Несколько крестьянских хозяйств еще держались, но окончательная судьба их была уже предрешена.
А рядом с первобытной малайской деревней, где люди жили так же, как триста лет назад, возвышался завод, построенный по последнему слову европейской техники. На его полях четыреста человек трудились над сахарным тростником. Половина из них — дети лет двенадцати — пятнадцати, которым можно платить меньше: они должны обрывать лишние нижние листья и рыхлить землю вокруг каждого растения.
В этой горной стране почти совершенно нет ровных участков земли. Долины чередуются с возвышенностями, временами вздымаются скалистые, отвесные горы, а дальше опять долина.

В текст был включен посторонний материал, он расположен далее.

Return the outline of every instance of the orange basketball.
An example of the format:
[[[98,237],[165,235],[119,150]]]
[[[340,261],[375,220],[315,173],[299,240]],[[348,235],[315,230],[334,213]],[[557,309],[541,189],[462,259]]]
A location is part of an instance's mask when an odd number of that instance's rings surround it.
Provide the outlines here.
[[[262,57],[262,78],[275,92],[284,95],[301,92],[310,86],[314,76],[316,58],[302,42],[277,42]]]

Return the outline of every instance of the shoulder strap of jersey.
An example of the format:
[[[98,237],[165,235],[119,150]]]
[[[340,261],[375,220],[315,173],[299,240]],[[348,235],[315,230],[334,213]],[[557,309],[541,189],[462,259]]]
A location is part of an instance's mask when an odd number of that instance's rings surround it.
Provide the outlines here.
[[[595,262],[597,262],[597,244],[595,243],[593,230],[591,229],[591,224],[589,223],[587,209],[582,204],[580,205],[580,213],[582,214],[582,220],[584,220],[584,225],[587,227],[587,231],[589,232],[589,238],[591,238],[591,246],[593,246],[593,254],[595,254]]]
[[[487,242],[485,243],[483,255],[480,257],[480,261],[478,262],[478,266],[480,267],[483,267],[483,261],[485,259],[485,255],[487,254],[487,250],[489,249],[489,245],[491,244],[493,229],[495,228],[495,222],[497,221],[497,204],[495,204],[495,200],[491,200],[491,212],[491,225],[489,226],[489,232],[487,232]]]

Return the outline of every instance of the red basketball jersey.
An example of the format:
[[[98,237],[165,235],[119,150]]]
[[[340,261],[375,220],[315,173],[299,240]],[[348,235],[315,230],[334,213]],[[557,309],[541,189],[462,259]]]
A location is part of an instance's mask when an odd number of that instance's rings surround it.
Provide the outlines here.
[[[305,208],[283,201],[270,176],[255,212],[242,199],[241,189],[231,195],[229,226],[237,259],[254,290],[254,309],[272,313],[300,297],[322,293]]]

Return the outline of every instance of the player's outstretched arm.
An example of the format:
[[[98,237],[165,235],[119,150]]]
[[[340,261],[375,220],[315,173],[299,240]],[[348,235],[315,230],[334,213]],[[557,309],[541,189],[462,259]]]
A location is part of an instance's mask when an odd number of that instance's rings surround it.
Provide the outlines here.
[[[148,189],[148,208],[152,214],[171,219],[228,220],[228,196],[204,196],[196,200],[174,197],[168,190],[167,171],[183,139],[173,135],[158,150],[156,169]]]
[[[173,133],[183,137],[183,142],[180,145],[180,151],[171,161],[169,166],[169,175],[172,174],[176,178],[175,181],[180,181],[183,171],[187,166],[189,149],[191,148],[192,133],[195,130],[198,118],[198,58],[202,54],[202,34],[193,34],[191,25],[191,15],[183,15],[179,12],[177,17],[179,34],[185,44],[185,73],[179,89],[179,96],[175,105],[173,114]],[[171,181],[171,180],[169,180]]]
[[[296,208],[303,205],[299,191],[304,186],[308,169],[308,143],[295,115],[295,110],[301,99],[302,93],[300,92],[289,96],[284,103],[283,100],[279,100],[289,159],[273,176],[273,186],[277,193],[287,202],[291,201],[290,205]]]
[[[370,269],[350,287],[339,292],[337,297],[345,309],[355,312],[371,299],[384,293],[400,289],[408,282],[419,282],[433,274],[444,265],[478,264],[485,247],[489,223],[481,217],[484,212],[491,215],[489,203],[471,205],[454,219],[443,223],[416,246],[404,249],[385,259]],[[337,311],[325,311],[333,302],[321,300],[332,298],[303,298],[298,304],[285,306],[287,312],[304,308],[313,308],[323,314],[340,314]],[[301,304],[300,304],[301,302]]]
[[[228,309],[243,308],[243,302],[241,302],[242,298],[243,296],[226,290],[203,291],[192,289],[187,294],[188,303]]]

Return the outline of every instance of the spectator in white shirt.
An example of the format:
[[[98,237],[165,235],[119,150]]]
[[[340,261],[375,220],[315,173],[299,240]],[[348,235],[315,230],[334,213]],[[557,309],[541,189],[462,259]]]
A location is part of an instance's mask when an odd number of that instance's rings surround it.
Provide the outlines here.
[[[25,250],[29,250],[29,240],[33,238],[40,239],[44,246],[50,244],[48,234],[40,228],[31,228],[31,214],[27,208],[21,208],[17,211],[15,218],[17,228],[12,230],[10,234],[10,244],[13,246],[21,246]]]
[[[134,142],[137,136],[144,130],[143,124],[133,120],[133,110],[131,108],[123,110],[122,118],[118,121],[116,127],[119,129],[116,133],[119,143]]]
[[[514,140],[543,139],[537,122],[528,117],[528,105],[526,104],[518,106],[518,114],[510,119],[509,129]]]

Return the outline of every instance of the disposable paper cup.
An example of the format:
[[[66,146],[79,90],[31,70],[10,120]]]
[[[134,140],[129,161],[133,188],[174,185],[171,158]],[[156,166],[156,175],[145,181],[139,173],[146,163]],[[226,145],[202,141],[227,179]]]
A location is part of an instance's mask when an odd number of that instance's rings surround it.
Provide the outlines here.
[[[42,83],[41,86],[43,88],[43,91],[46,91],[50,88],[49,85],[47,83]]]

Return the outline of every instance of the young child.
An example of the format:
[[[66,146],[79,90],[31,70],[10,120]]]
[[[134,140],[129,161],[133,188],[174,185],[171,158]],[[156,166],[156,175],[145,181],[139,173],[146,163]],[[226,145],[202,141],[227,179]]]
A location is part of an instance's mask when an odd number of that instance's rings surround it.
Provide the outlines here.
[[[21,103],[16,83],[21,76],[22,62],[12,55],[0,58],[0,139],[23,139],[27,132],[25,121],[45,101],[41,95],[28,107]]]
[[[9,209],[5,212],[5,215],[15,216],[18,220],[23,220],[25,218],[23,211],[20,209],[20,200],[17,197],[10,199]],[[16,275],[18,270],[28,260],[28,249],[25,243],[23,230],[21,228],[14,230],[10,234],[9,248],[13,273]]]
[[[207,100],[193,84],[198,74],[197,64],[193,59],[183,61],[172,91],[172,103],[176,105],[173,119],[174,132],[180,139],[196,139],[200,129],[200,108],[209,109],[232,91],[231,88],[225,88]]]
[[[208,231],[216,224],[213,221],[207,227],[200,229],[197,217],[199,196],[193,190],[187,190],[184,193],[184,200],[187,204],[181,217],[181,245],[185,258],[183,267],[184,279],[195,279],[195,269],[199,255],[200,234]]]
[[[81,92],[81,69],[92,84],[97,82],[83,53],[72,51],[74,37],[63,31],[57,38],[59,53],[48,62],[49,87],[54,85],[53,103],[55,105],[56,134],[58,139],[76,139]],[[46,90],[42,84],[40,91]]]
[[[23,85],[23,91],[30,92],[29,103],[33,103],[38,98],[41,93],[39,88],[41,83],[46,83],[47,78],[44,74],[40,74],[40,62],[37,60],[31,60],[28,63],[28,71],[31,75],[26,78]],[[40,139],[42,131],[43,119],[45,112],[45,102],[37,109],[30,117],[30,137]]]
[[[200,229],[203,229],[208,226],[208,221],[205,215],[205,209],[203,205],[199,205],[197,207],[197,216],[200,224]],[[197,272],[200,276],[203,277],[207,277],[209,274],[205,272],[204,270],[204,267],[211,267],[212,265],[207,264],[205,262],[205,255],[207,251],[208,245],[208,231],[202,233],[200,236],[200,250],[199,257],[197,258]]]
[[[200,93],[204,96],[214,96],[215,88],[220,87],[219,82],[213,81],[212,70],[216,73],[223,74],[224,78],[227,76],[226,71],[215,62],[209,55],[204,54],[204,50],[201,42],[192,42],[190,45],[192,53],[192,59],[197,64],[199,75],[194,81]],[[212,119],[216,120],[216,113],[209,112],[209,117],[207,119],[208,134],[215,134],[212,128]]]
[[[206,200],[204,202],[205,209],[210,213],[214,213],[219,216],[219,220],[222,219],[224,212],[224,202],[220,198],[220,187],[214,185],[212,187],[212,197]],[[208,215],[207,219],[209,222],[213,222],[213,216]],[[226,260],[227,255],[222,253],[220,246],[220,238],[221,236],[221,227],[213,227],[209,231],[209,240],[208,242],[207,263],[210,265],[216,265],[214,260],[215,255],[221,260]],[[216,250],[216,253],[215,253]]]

В одной из таких долин и находилась сахарная плантация.
На возвышении, под густым деревом, сидели три надсмотрщика, служащие Бильбо. Двое из них были голландцами, третий метис. Вся плантация лежала перед ними как на ладони, только трудно было рассмотреть отсюда каждого рабочего в отдельности. Но для этого имеется бинокль, и время от времени то один, то другой надсмотрщик подносил его к глазам и оглядывал поле. Рядом лежали длиннющие плети, о которых сами надсмотрщики говорили, что они «могут захватить сразу двенадцать человек». Близился полдень. Солнце стояло над самой головой и огнем жгло голые спины рабочих. Даже надсмотрщикам в тени и то было жарко.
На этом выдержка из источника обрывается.